Sketch: Alister Jack raises eyebrows
How long is a generation? It could be 25 years, it could be 40 years, or Scottish Secretary Alister Jack might just be having a laugh. That, quite genuinely, is the latest state of UK Government policy on the prospects of a second independence referendum.
Nicola Sturgeon plans to hold one in the event of a pro-independence majority at the next election. Former Prime Minister John Major wants to hold two votes on the issue - one on the principle of leaving the UK, and another, to confirm it, following negotiations. And Alister Jack doesn’t want to hold one for 40 years. Or 25 years. But also he might just be joking.
But why would he do that? Given it makes no sense? Well, there’s a simple answer. It’s BBC journalist Glenn Campbell’s fault.
As Jack explained, in a totally unnecessary attempt to clarify his latest set of comments on the issue: “On a generation, I said 25 years to Glenn Campbell, and then he raised an eyebrow, so I said to him, slightly jocularly, or 40, but certainly not six and certainly not 10.”
It’s a fundamentally important decision, one which would shape the future of Scotland and everyone who lives here, and it will be determined by Alister Jack’s panicked reaction to Glenn Campbell’s eyebrows. That’s where we are now.
What if he had raised both eyebrows at once? Would that still mean no referendum for 40 years, or is each one worth an additional 15? What if Campbell had trimmed them? Would Sturgeon now be firing the starting gun on the campaign? Imagine if Campbell had fallen asleep at a house party. Scotland would be back in the EU by January.
And of course that’s how constitutional law operates. You panic because Glenn Campbell looks at you funny, and add 15 years to your cast iron rule.
But of course the main question it raises relates to his sense of humour. This is a man who understood the plan for a bridge to Northern Ireland as a euphemism for a tunnel, after all. If he doesn’t know what a euphemism is, can we be completely sure he knows what the word ‘jocular’ means? Or ‘generation’, for that matter? He may not know what a referendum is. All it could take is one tilt of the head from Bernard Ponsonby and we might have abolished the monarchy by now.
But the good news is that he is finally confident of his answer. As he explained, to the Scotland Land and Estates virtual conference, he has settled on 25 years. “Whenever I’ve looked at what a generation is, it seems to be between 25 and 30 years, and I’m settling on 25.”
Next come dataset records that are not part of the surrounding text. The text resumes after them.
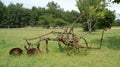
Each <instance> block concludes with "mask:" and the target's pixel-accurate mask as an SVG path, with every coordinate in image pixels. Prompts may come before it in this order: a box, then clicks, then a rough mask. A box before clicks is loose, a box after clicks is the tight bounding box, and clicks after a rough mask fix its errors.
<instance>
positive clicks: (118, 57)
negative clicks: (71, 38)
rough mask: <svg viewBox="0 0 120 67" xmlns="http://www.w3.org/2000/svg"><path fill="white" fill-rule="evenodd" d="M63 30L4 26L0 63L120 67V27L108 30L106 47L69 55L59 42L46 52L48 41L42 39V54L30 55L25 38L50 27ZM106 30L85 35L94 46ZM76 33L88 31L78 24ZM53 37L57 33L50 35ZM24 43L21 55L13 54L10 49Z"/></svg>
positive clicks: (97, 41) (89, 42) (40, 66)
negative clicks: (25, 44)
mask: <svg viewBox="0 0 120 67" xmlns="http://www.w3.org/2000/svg"><path fill="white" fill-rule="evenodd" d="M52 30H53V31H62V30H61V29H58V30H57V29H43V28H19V29H0V67H120V29H112V30H110V31H105V36H104V41H103V46H102V49H100V50H88V52H87V55H86V56H84V55H82V54H78V55H72V56H68V55H67V54H66V53H65V52H60V51H59V49H58V46H57V42H53V41H52V42H49V50H50V52H49V53H47V54H46V53H45V43H44V42H42V43H41V45H42V47H41V48H42V50H43V51H44V55H42V56H28V55H27V54H26V51H25V49H24V48H23V46H24V45H25V44H26V43H25V41H24V40H23V39H24V38H31V37H37V36H39V35H42V34H45V33H47V32H50V31H52ZM101 32H102V30H97V31H96V32H93V33H92V34H88V35H87V36H85V38H86V39H87V41H88V42H89V45H90V46H94V47H97V46H99V39H100V36H101ZM75 33H77V35H78V36H79V35H81V34H83V33H84V32H83V31H82V30H81V29H79V28H75ZM49 36H51V37H53V35H49ZM13 47H20V48H22V49H23V50H24V53H23V54H22V55H21V56H10V55H9V50H10V49H11V48H13Z"/></svg>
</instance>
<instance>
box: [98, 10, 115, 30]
mask: <svg viewBox="0 0 120 67" xmlns="http://www.w3.org/2000/svg"><path fill="white" fill-rule="evenodd" d="M103 15H104V16H103V17H100V18H98V22H99V23H98V25H97V26H98V28H100V29H102V28H107V27H111V26H112V25H113V23H114V21H115V14H114V12H113V11H110V10H108V9H106V10H105V11H104V14H103Z"/></svg>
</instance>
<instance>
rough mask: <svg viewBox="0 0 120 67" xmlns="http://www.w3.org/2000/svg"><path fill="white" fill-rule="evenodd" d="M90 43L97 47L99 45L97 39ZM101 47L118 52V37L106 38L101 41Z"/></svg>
mask: <svg viewBox="0 0 120 67" xmlns="http://www.w3.org/2000/svg"><path fill="white" fill-rule="evenodd" d="M91 42H92V43H95V44H98V45H99V44H100V40H99V39H95V40H92V41H91ZM102 46H105V47H107V48H109V49H113V50H120V36H114V37H107V38H105V39H103V43H102Z"/></svg>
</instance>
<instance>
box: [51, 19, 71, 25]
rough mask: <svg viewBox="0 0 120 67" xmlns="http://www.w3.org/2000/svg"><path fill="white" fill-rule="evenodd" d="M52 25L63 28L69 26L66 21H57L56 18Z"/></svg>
mask: <svg viewBox="0 0 120 67" xmlns="http://www.w3.org/2000/svg"><path fill="white" fill-rule="evenodd" d="M53 24H54V25H55V26H65V25H69V23H68V22H66V21H64V20H62V19H58V18H57V19H55V20H54V22H53Z"/></svg>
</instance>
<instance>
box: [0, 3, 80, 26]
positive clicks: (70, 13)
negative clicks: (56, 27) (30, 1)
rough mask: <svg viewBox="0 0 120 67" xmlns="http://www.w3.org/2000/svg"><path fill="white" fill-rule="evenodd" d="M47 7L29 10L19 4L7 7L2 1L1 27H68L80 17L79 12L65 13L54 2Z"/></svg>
mask: <svg viewBox="0 0 120 67" xmlns="http://www.w3.org/2000/svg"><path fill="white" fill-rule="evenodd" d="M46 7H47V8H41V7H35V6H33V7H32V9H27V8H24V7H23V5H22V4H19V3H17V4H13V3H10V4H9V5H8V6H7V7H5V6H4V4H3V3H2V2H1V1H0V25H23V26H39V25H67V24H69V23H72V22H73V21H74V20H75V19H76V18H77V17H78V16H79V12H77V11H64V9H62V8H60V6H59V5H58V4H57V3H55V2H54V1H51V2H48V4H47V5H46ZM57 22H59V23H60V24H59V23H57ZM54 23H55V24H54Z"/></svg>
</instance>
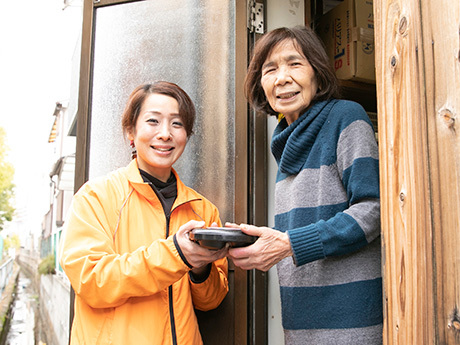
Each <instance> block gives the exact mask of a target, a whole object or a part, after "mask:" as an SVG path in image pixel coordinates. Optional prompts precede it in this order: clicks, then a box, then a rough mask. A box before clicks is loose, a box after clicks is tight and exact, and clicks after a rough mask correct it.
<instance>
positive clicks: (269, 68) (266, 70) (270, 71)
mask: <svg viewBox="0 0 460 345" xmlns="http://www.w3.org/2000/svg"><path fill="white" fill-rule="evenodd" d="M274 71H275V68H274V67H270V68H267V69H264V70H263V73H262V75H267V74H270V73H272V72H274Z"/></svg>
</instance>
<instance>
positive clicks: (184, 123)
mask: <svg viewBox="0 0 460 345" xmlns="http://www.w3.org/2000/svg"><path fill="white" fill-rule="evenodd" d="M150 94H160V95H166V96H170V97H172V98H174V99H175V100H176V101H177V103H178V104H179V116H180V117H181V120H182V121H183V123H184V128H185V130H186V132H187V137H189V136H190V135H192V134H193V125H194V123H195V114H196V112H195V106H194V105H193V102H192V100H191V99H190V97H189V95H188V94H187V93H186V92H185V91H184V90H182V88H180V87H179V86H178V85H176V84H174V83H170V82H167V81H157V82H155V83H153V84H143V85H140V86H138V87H136V88H135V89H134V91H133V92H132V93H131V95H130V96H129V99H128V102H127V103H126V107H125V110H124V111H123V115H122V118H121V126H122V128H123V133H125V134H126V133H128V132H129V131H131V130H133V129H134V127H135V126H136V122H137V119H138V118H139V113H140V111H141V108H142V104H143V103H144V101H145V99H146V98H147V96H148V95H150Z"/></svg>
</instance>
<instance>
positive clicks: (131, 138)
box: [126, 129, 134, 141]
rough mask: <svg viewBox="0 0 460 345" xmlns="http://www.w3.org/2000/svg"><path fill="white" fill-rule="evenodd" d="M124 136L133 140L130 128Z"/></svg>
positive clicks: (132, 135) (128, 138)
mask: <svg viewBox="0 0 460 345" xmlns="http://www.w3.org/2000/svg"><path fill="white" fill-rule="evenodd" d="M126 137H127V138H128V140H129V141H131V140H134V133H133V130H132V129H130V130H128V131H127V133H126Z"/></svg>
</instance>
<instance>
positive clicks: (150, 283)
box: [59, 188, 189, 308]
mask: <svg viewBox="0 0 460 345" xmlns="http://www.w3.org/2000/svg"><path fill="white" fill-rule="evenodd" d="M111 214H113V210H111V209H110V206H109V205H107V203H103V202H101V201H100V199H99V197H98V195H97V193H95V192H94V191H93V190H91V189H90V188H84V190H83V191H82V192H79V193H77V194H76V195H75V196H74V199H73V201H72V205H71V207H70V209H69V215H68V219H67V220H66V228H65V231H64V233H63V236H62V238H61V243H60V248H59V258H60V264H61V266H62V267H63V269H64V271H65V273H66V275H67V276H68V278H69V280H70V282H71V284H72V287H73V288H74V290H75V293H76V294H78V295H79V296H80V297H81V298H82V299H83V300H85V302H86V303H87V304H88V305H89V306H91V307H93V308H108V307H117V306H119V305H122V304H123V303H125V302H126V301H127V299H129V298H130V297H142V296H149V295H152V294H155V293H157V292H159V291H162V290H163V289H165V288H166V287H168V286H169V285H171V284H172V283H174V282H176V281H177V280H179V279H180V278H181V277H183V276H184V275H185V274H186V273H187V272H188V271H189V268H188V267H187V266H186V265H185V263H184V262H183V261H182V260H181V259H180V256H179V254H178V253H177V250H176V248H175V246H174V243H173V239H172V236H170V237H169V238H168V239H162V240H155V241H153V242H152V243H151V244H150V245H148V246H141V247H139V248H138V249H137V250H135V251H133V252H128V253H123V254H119V253H117V252H116V251H115V248H114V242H113V233H112V230H111V229H112V228H114V226H113V225H114V224H112V222H114V221H116V217H111V216H110V215H111Z"/></svg>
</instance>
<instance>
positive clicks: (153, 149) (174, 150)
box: [128, 93, 187, 182]
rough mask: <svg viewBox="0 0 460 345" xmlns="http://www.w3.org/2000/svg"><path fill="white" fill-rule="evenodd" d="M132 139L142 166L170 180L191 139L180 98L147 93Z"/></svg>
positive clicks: (139, 166) (138, 118)
mask: <svg viewBox="0 0 460 345" xmlns="http://www.w3.org/2000/svg"><path fill="white" fill-rule="evenodd" d="M128 139H129V140H134V145H135V146H136V150H137V164H138V166H139V169H142V170H144V171H146V172H148V173H149V174H150V175H152V176H154V177H156V178H157V179H159V180H161V181H163V182H166V181H167V180H168V178H169V176H170V175H171V168H172V165H173V164H174V163H175V162H176V161H177V160H178V159H179V157H180V156H181V154H182V152H184V149H185V145H186V143H187V131H186V130H185V127H184V125H183V121H182V119H181V117H180V116H179V104H178V103H177V101H176V100H175V99H174V98H172V97H170V96H166V95H162V94H156V93H153V94H150V95H149V96H147V98H146V99H145V100H144V103H143V104H142V107H141V110H140V113H139V117H138V119H137V122H136V125H135V128H134V129H133V130H132V131H131V132H129V133H128Z"/></svg>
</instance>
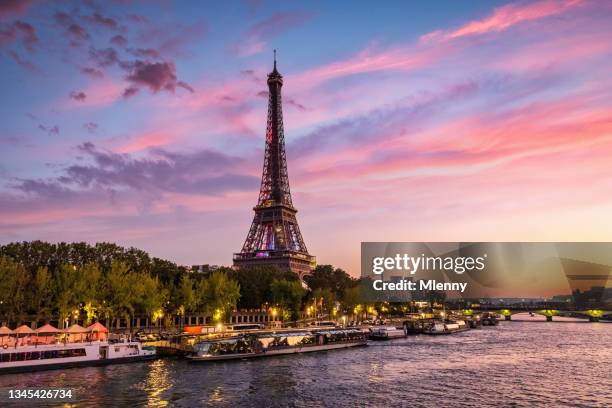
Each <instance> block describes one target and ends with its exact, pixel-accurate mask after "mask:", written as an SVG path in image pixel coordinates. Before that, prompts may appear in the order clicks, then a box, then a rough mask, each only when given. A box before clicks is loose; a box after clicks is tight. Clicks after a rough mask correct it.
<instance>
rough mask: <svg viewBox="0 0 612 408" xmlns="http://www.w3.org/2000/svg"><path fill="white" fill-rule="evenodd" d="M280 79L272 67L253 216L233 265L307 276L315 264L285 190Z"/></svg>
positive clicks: (282, 125) (291, 204)
mask: <svg viewBox="0 0 612 408" xmlns="http://www.w3.org/2000/svg"><path fill="white" fill-rule="evenodd" d="M282 86H283V76H282V75H281V74H280V73H279V72H278V70H277V68H276V50H274V67H273V69H272V72H270V73H269V74H268V124H267V126H266V152H265V156H264V164H263V172H262V176H261V187H260V189H259V198H258V200H257V205H256V206H255V207H254V208H253V210H254V211H255V216H254V218H253V223H252V224H251V228H250V229H249V233H248V235H247V238H246V240H245V241H244V245H243V246H242V251H240V253H237V254H234V266H235V267H237V268H242V267H245V266H277V267H279V268H281V269H285V270H290V271H293V272H295V273H297V274H298V275H299V276H300V278H301V277H303V276H305V275H308V274H309V273H310V272H311V271H312V269H313V268H314V267H315V265H316V260H315V257H314V256H311V255H310V254H309V253H308V250H307V249H306V245H305V244H304V240H303V238H302V234H301V232H300V227H299V226H298V223H297V219H296V216H295V215H296V213H297V210H296V209H295V207H294V206H293V202H292V200H291V191H290V190H289V175H288V172H287V158H286V156H285V135H284V129H283V109H282V98H281V88H282Z"/></svg>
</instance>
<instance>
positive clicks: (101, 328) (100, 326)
mask: <svg viewBox="0 0 612 408" xmlns="http://www.w3.org/2000/svg"><path fill="white" fill-rule="evenodd" d="M87 331H90V332H98V333H108V329H107V328H106V327H104V325H103V324H101V323H100V322H95V323H94V324H92V325H91V326H89V327H87Z"/></svg>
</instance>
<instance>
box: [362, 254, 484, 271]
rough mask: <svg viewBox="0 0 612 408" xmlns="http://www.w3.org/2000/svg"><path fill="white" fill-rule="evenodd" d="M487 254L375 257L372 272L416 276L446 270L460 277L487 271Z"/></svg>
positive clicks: (398, 254) (373, 259)
mask: <svg viewBox="0 0 612 408" xmlns="http://www.w3.org/2000/svg"><path fill="white" fill-rule="evenodd" d="M486 258H487V254H483V255H482V256H479V257H472V256H465V257H462V256H457V257H451V256H447V257H441V256H435V257H432V256H425V254H421V255H420V256H416V257H415V256H410V255H408V254H395V256H393V257H375V258H373V259H372V272H373V273H374V274H376V275H380V274H383V273H385V272H387V271H405V272H407V273H409V274H410V275H415V274H416V273H417V272H419V271H420V270H425V271H427V270H444V271H447V272H448V271H452V272H455V273H456V274H458V275H461V274H463V273H464V272H466V271H473V270H477V271H482V270H484V269H485V260H486Z"/></svg>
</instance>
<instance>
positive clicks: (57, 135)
mask: <svg viewBox="0 0 612 408" xmlns="http://www.w3.org/2000/svg"><path fill="white" fill-rule="evenodd" d="M38 129H40V130H42V131H43V132H46V133H47V134H48V135H49V136H58V135H59V126H57V125H54V126H45V125H38Z"/></svg>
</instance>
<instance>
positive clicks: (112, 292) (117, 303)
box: [103, 261, 138, 327]
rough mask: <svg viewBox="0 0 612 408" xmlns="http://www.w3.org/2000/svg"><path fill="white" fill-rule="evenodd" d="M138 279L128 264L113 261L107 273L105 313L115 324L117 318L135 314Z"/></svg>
mask: <svg viewBox="0 0 612 408" xmlns="http://www.w3.org/2000/svg"><path fill="white" fill-rule="evenodd" d="M135 283H136V279H134V276H133V275H132V274H131V273H130V268H129V266H128V265H127V264H125V263H123V262H120V261H113V262H112V263H111V269H110V271H109V272H108V274H107V275H106V288H105V299H106V300H105V302H104V305H103V313H104V315H105V316H106V317H107V319H108V320H109V322H110V326H111V327H112V326H113V320H114V319H117V318H126V319H129V318H130V317H131V316H132V315H133V314H134V306H135V302H136V301H137V300H138V297H137V296H134V295H137V294H138V293H137V292H138V289H137V288H135V287H134V286H135V285H134V284H135Z"/></svg>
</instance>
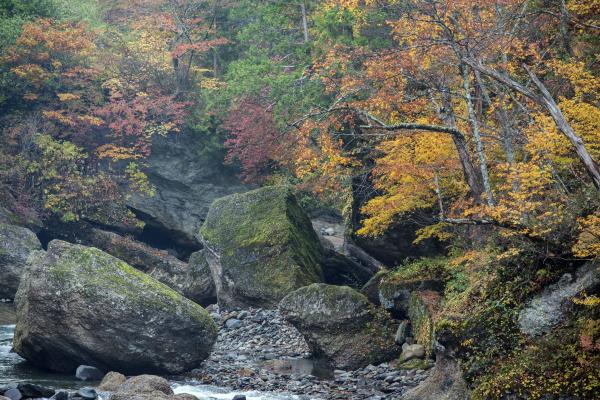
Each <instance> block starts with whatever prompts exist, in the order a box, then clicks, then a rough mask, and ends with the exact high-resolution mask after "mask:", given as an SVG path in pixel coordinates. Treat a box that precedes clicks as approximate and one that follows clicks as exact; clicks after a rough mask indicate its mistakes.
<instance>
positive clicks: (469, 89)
mask: <svg viewBox="0 0 600 400" xmlns="http://www.w3.org/2000/svg"><path fill="white" fill-rule="evenodd" d="M460 68H461V70H462V74H463V88H464V90H465V98H466V100H467V111H468V113H469V122H470V124H471V129H472V130H473V139H475V147H476V150H477V156H478V157H479V169H480V170H481V179H482V182H483V189H484V190H485V194H486V198H487V203H488V205H489V206H490V207H491V206H493V205H494V196H493V194H492V187H491V185H490V177H489V174H488V169H487V160H486V158H485V153H484V149H483V142H482V141H481V133H480V132H479V122H478V121H477V116H476V115H475V109H474V108H473V98H472V97H471V81H470V79H469V70H468V69H467V66H466V65H465V64H462V65H461V67H460Z"/></svg>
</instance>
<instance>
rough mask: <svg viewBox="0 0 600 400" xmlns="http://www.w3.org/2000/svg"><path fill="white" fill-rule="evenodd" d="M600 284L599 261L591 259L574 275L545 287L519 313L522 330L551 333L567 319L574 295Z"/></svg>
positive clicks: (532, 331)
mask: <svg viewBox="0 0 600 400" xmlns="http://www.w3.org/2000/svg"><path fill="white" fill-rule="evenodd" d="M598 287H600V264H599V263H598V262H589V263H587V264H585V265H583V266H581V267H579V268H578V269H577V271H575V273H574V274H565V275H563V276H562V278H561V279H560V281H559V282H558V283H557V284H555V285H552V286H550V287H548V288H546V289H545V290H544V291H543V292H542V294H540V295H539V296H537V297H535V298H534V299H532V300H531V301H530V302H529V303H528V304H527V306H526V307H525V308H524V309H523V310H522V311H521V312H520V313H519V327H520V329H521V332H522V333H524V334H526V335H529V336H531V337H536V336H541V335H543V334H545V333H548V332H550V330H552V328H553V327H555V326H556V325H558V324H559V323H560V322H561V321H563V320H564V319H565V317H566V316H567V313H568V311H569V308H570V306H571V305H572V300H571V299H572V298H573V297H574V296H576V295H577V294H579V293H581V292H584V291H588V292H589V291H592V290H594V289H596V288H598Z"/></svg>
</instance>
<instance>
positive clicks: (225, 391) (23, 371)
mask: <svg viewBox="0 0 600 400" xmlns="http://www.w3.org/2000/svg"><path fill="white" fill-rule="evenodd" d="M14 331H15V325H0V384H5V383H10V382H30V383H36V384H39V385H42V386H46V387H51V388H54V389H76V388H78V387H82V386H87V385H86V384H85V382H81V381H78V380H76V379H75V378H74V377H73V376H69V375H61V374H52V373H48V372H45V371H40V370H37V369H36V368H34V367H32V366H30V365H28V364H27V363H25V362H24V360H23V359H22V358H21V357H19V356H18V355H17V354H16V353H11V349H12V339H13V336H14ZM173 391H174V392H175V393H176V394H178V393H188V394H191V395H194V396H196V397H197V398H198V399H199V400H231V399H233V397H234V396H235V395H238V394H241V395H245V396H246V399H247V400H299V397H298V396H294V395H282V394H276V393H265V392H257V391H250V392H232V391H230V389H225V388H220V387H217V386H211V385H200V384H195V383H189V384H181V383H175V384H173ZM311 400H313V399H311Z"/></svg>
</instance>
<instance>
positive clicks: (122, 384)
mask: <svg viewBox="0 0 600 400" xmlns="http://www.w3.org/2000/svg"><path fill="white" fill-rule="evenodd" d="M126 380H127V378H125V375H123V374H120V373H118V372H115V371H110V372H109V373H108V374H106V375H104V378H102V382H100V386H98V390H101V391H103V392H115V391H117V390H118V389H119V388H120V387H121V385H123V384H124V383H125V381H126Z"/></svg>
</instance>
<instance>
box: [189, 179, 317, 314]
mask: <svg viewBox="0 0 600 400" xmlns="http://www.w3.org/2000/svg"><path fill="white" fill-rule="evenodd" d="M200 236H201V238H202V241H203V243H204V245H205V248H206V258H207V260H208V263H209V266H210V269H211V271H212V275H213V278H214V280H215V286H216V289H217V298H218V302H219V305H220V306H222V307H228V308H236V307H242V308H243V307H248V306H259V307H266V308H273V307H275V306H276V305H277V303H278V302H279V301H280V300H281V299H282V298H283V297H284V296H285V295H287V294H288V293H290V292H292V291H294V290H295V289H297V288H300V287H302V286H306V285H309V284H311V283H314V282H321V281H322V280H323V275H322V271H321V267H320V261H321V258H322V255H323V248H322V246H321V244H320V242H319V239H318V237H317V235H316V233H315V232H314V230H313V227H312V225H311V223H310V220H309V219H308V217H307V216H306V214H305V213H304V212H303V211H302V209H301V208H300V206H299V205H298V202H297V201H296V198H295V196H294V194H293V193H292V190H291V188H289V187H286V186H279V187H264V188H261V189H258V190H253V191H250V192H247V193H243V194H234V195H231V196H227V197H223V198H221V199H218V200H216V201H215V202H214V203H213V204H212V205H211V207H210V211H209V213H208V215H207V217H206V221H205V223H204V225H203V226H202V229H201V230H200Z"/></svg>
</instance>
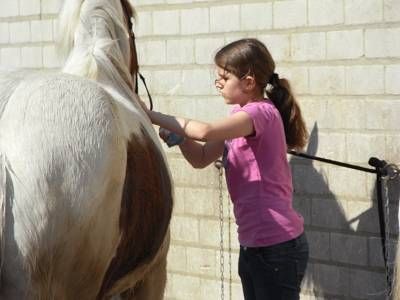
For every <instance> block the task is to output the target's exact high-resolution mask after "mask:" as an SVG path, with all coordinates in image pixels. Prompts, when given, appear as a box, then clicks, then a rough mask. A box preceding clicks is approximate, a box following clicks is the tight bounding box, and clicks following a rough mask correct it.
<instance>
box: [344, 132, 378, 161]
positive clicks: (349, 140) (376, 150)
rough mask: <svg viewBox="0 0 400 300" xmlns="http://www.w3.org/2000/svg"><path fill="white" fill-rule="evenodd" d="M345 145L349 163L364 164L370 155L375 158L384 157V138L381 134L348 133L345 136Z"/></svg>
mask: <svg viewBox="0 0 400 300" xmlns="http://www.w3.org/2000/svg"><path fill="white" fill-rule="evenodd" d="M346 144H347V149H348V153H347V158H348V162H349V163H363V164H366V163H367V162H368V160H369V158H370V157H371V155H372V154H373V156H376V157H384V156H385V136H384V135H383V134H372V133H370V134H367V133H348V134H346ZM366 149H368V151H366Z"/></svg>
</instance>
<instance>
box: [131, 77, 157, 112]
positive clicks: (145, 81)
mask: <svg viewBox="0 0 400 300" xmlns="http://www.w3.org/2000/svg"><path fill="white" fill-rule="evenodd" d="M137 75H138V76H139V78H140V80H142V82H143V85H144V88H145V89H146V92H147V97H149V101H150V110H153V99H152V98H151V95H150V92H149V89H148V88H147V84H146V79H145V78H144V76H143V75H142V74H140V73H139V72H137ZM138 92H139V86H138V80H137V76H136V82H135V93H136V94H138Z"/></svg>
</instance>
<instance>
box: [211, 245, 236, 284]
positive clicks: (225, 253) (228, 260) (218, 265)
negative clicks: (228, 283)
mask: <svg viewBox="0 0 400 300" xmlns="http://www.w3.org/2000/svg"><path fill="white" fill-rule="evenodd" d="M222 253H223V259H224V277H225V280H228V279H229V273H230V272H231V273H232V280H235V281H240V277H239V275H238V273H239V271H238V262H239V252H237V251H231V252H230V253H229V251H228V249H227V248H225V249H224V251H223V252H222ZM229 259H230V261H231V262H230V265H229ZM215 260H216V268H215V271H216V272H215V277H216V278H220V275H221V252H220V249H218V250H216V251H215Z"/></svg>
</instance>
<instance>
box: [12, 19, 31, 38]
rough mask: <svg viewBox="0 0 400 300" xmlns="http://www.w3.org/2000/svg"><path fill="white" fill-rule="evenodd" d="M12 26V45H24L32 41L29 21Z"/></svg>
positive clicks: (26, 21) (30, 30)
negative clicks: (15, 43)
mask: <svg viewBox="0 0 400 300" xmlns="http://www.w3.org/2000/svg"><path fill="white" fill-rule="evenodd" d="M9 26H10V43H12V44H13V43H24V42H29V41H30V40H31V28H30V24H29V22H28V21H23V22H13V23H10V24H9Z"/></svg>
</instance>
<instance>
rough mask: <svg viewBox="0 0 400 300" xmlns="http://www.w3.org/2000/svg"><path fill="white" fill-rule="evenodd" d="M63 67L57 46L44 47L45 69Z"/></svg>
mask: <svg viewBox="0 0 400 300" xmlns="http://www.w3.org/2000/svg"><path fill="white" fill-rule="evenodd" d="M62 65H63V61H62V60H61V58H60V57H59V56H58V54H57V51H56V49H55V46H44V47H43V67H44V68H59V67H61V66H62Z"/></svg>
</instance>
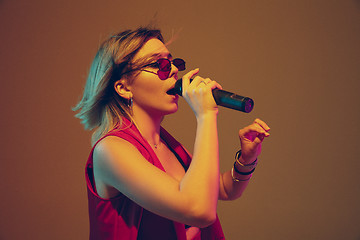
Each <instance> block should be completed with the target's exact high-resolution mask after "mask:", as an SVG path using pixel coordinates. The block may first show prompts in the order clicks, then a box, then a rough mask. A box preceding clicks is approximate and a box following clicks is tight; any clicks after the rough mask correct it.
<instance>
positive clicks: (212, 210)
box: [189, 207, 217, 228]
mask: <svg viewBox="0 0 360 240" xmlns="http://www.w3.org/2000/svg"><path fill="white" fill-rule="evenodd" d="M190 216H191V217H190V218H191V219H189V225H190V226H193V227H199V228H205V227H208V226H210V225H211V224H213V223H214V222H215V221H216V218H217V216H216V207H211V208H204V207H198V208H193V209H192V210H191V213H190Z"/></svg>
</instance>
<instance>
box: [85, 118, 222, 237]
mask: <svg viewBox="0 0 360 240" xmlns="http://www.w3.org/2000/svg"><path fill="white" fill-rule="evenodd" d="M107 136H117V137H120V138H123V139H125V140H127V141H129V142H130V143H131V144H133V145H134V146H135V147H136V148H137V149H138V150H139V152H140V153H141V154H142V155H143V156H144V158H145V159H146V160H147V161H149V162H150V163H152V164H153V165H154V166H156V167H158V168H159V169H161V170H163V171H165V170H164V168H163V166H162V165H161V163H160V161H159V159H158V158H157V156H156V154H155V152H154V151H153V150H152V148H151V147H150V145H149V144H148V142H147V141H146V140H145V139H144V138H143V137H142V135H141V134H140V132H139V131H138V129H137V128H136V127H135V125H134V124H131V123H130V121H129V120H127V119H123V124H122V127H121V128H115V129H114V130H113V131H111V132H109V133H108V134H106V135H105V136H104V137H102V138H101V139H99V140H98V141H97V143H98V142H99V141H101V140H102V139H103V138H105V137H107ZM161 138H162V139H163V140H164V141H165V142H166V143H167V145H168V146H169V148H170V149H171V150H172V151H173V152H174V154H175V155H176V157H177V158H178V159H179V161H180V160H181V163H182V165H183V166H184V168H185V169H187V168H188V166H189V165H190V162H191V156H189V154H188V153H187V151H185V149H184V148H183V146H182V145H181V144H180V143H179V142H178V141H176V140H175V139H174V138H173V137H172V136H171V135H170V134H169V133H168V132H167V131H166V130H165V129H163V128H161ZM97 143H96V144H97ZM96 144H95V145H94V146H93V148H92V150H91V153H90V156H89V159H88V161H87V163H86V171H85V176H86V184H87V190H88V204H89V219H90V240H103V239H104V240H105V239H106V240H125V239H126V240H130V239H131V240H135V239H157V240H161V239H164V240H165V239H166V240H169V239H171V240H172V239H178V240H186V230H185V226H184V224H182V223H178V222H175V221H172V220H169V219H166V218H163V217H161V216H158V215H156V214H154V213H152V212H149V211H147V210H146V209H143V208H142V207H141V206H139V205H138V204H136V203H135V202H133V201H132V200H130V199H129V198H127V197H126V196H125V195H122V194H121V195H119V196H117V197H114V198H111V199H103V198H101V197H100V196H99V195H98V194H97V191H96V187H95V182H94V174H93V151H94V148H95V146H96ZM200 230H201V237H200V236H199V239H202V240H205V239H206V240H217V239H225V238H224V234H223V231H222V228H221V225H220V221H219V219H218V218H217V219H216V221H215V222H214V223H213V224H212V225H210V226H209V227H206V228H201V229H200Z"/></svg>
Whenever you’ve looked at what a generation is? What does that even mean? Where were you looking? And ‘whenever you’ve looked?’ How regularly were you looking? This isn’t Who Wants To Be A Millionaire, Alister, you aren’t meant to be talking through potential answers to build up tension. At least if it was, you would be open to asking the audience.
Well, you might not like it, but you will need to accept it. This is just how constitutional policy works now. But the good news is that, whatever the answer on indyref2, the decision on holding one won’t just be decided by whatever fevered ramblings a raised eyebrow provoke from Alister Jack.
“Once in a generation was mentioned many times in the SNP’s White Paper for the independence referendum and that’s why I refer back to it”, he said. “As regards John Major, I read his speech. I don’t agree with him, you won’t be surprised to hear.
“I stand by a generation. I think we should focus on recovery from the COVID pandemic.”
That sounded much better, in fairness. People are really worried about the pandemic. Keep going, Alister, you’re getting out of this one. Continuing, he explained: “Independence is at six or seven on the list of what people’s concerns are.”
Six or seven? Why did you put it on the list at all? Did someone nod at you while you were talking? You’re not meant to be saying these things! They’re almost all bad things to say!
It was unclear if he knew it was being filmed, to be honest. But then the other thing we need to keep in mind is that these comments were also reported via video link. He could probably see the audience too. So, at this stage, we don’t actually know if there were any potential facial expressions which might have thrown him. He might not have meant any of this either, depending on whether or not someone sneezed.
But there’s no real point worrying about it in any case, because history suggests the Scottish Secretary will be back on TV shortly to clarify his clarification. And who knows what the next move will be? 30 years? A century? Wherever it is, it will probably be entertaining. Just don’t raise an eyebrow.